», то есть лица с налетом конспиративности, малоузнаваемые. К тому же тогда можно этот орган определить как полюция, то есть своевременное, но безадресное семяизвержение общества, когда желаемое так и не обрело до конца благих изначальных намерений, не стало идеальным развивающимся плодом.
– Ваш язык, Иван, имеет большая шкала градиентности, тончайших полутонов, я то и дело попадаю впруссак, как окурок во вши…
– Так ты избегай трудных мест, не вворачивай в речь того, что не до конца понимаешь.
– Мне все так говорят, но, как голосит ваша пословица, свежо переедание, да верится с трудом или, а Васька слушает, да ест.
– Во, наконец-то, первую пословицу не переврал, про Ваську, хотя это даже и не пословица, а летучее слово, фрагмент басни Крылова.
– Я вот написал записка деловая одному человеку, не сверил пока в компьютере корректором, проверь, Иван, много ошибок вот в этих трех абзацах. – Ванек прочел указанное и улыбнулся удручающе:
– У тебя, Джони, какой-то магнетизм к ненормативной лексике, бранности слова. Вместо «медальон» ты пишешь «мудальон», «фальшивомонетчик» у тебя обращается в «фальшивоминетчика», «бдительность» в «бздительность», «какафония» в «какавонию», «оборотный капитал» в «обормотный», «гардероб» в «гардегроб», «сиюминутный» в «суюминутный»… Не-ет, ты без корректора и шага не ступай в своих эпистоляриях, конфузиться будешь без конца, тебя юмористы цитировать начнут, как экс-премьера Черномырдина.
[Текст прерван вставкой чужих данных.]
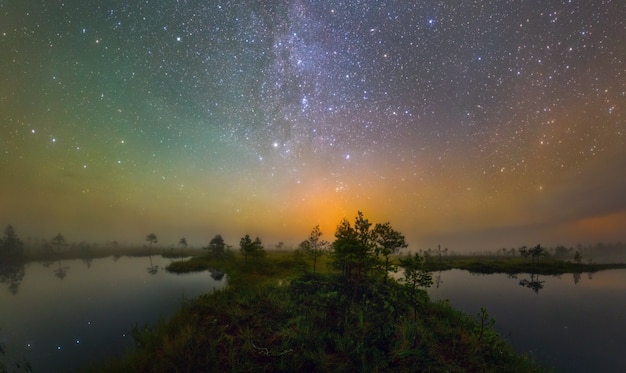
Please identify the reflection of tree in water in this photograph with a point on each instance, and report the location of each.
(12, 273)
(86, 256)
(438, 280)
(11, 259)
(216, 274)
(533, 283)
(152, 269)
(61, 272)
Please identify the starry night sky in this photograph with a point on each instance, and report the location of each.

– Вот ведь досада какая, – потер озадаченно шею американец.
– А чего бы ты хотел, сам ведь о тончайших градациях говорил. Вот возьмем слово сугубо вроде техническое, «обсерватория», а всмотришься под определенным ракурсом – целый рассказ пошлейший из сокращений «обсер-ват-ори-я»..
– Ничего не понял, – страдальчески сморщился Джон.
– А-аа, и не надо, это все для тебя временно и вторично, – махнул рукой Ванек.
На небольшую сцену кафе вышел местный бард Леня Полумакарий, страстный поклонник битлов, он стал исполнять одну из их песен, с вольным переводом.
– Мне бы девушку синюю, синюю, – заизвивался Полумакарий, – чтобы косы свисали до пят, чтобы шея была лебединая, да побольше повиливал зад… – Позади барда создавался динамичный фон, выскочили три голых девки и стали торопливо одеваться. Это был фирменный стиль кафе, созданный по многочисленным заявкам мужиков, кому осточертели бесконечные задницы и вымя, какие вываливались изо всех немыслимых щелей. Данная категория зрителей ненавидела стриптиз и получала искреннее удовольствие от обратного хода, когда баба быстро одевалась, маскировала осточертевшие, неуместные вне постели прелести. Мужики шумели, делая ставки на ту, кто оденется быстрее. Полумакарий пытался перекрыть шум повышением визга исполнения.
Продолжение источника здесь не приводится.